All lemurs are native to Madagascar and this species is found in the forests in the North-West. They rely mainly on fruits, flowers and nectar for their diet, but will sometimes eat insects too. The activity behaviour of these lemurs depends on whether it is the wet or dry season. During the wet season they tend to be more active in the day time and in the dry season during themore active at night time. They would tend to live in small groups made up of one male, one female and their young offspring. A breeding pair would usually just have one young at a time and it would be born towards the end of summer or early autumn. Once they reach about three years old they leave the group to go and find a breeding partner.

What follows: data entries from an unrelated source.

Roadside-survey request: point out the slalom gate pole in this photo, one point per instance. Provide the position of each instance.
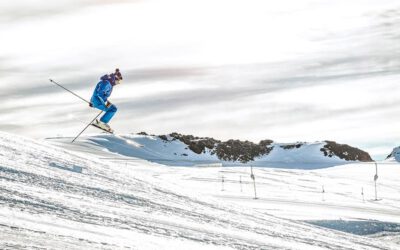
(59, 85)
(87, 126)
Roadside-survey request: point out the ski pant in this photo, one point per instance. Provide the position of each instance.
(110, 111)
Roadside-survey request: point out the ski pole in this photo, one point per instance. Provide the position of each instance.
(87, 126)
(59, 85)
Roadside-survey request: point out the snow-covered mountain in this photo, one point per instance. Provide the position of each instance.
(394, 156)
(71, 198)
(177, 149)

Lemurs can be quite vocal animals and rely heavily on scent marking to claim their territory. They are excellent at climbing and jumping through the trees. They are not able to grasp branches with their long tail, but would use it to balance to ensure they don’t fall from the trees. Their hands and fingers are extremely mobile so they are able to hold food objects and grab the branches when climbing.

Unfortunately, the mongoose lemur population is declining in numbers due to the destruction of their habitat to make way for pasture and charcoal. It is also sometimes hunted for food or captured to be sold in the pet trade. It is illegal to kill lemurs, however many local people ignore the law or are unaware of it so continue to hunt this species. Perhaps in the future, our pair of mongoose lemur will breed here at Flamingo Land and help to maintain the captive population numbers of this vulnerable species.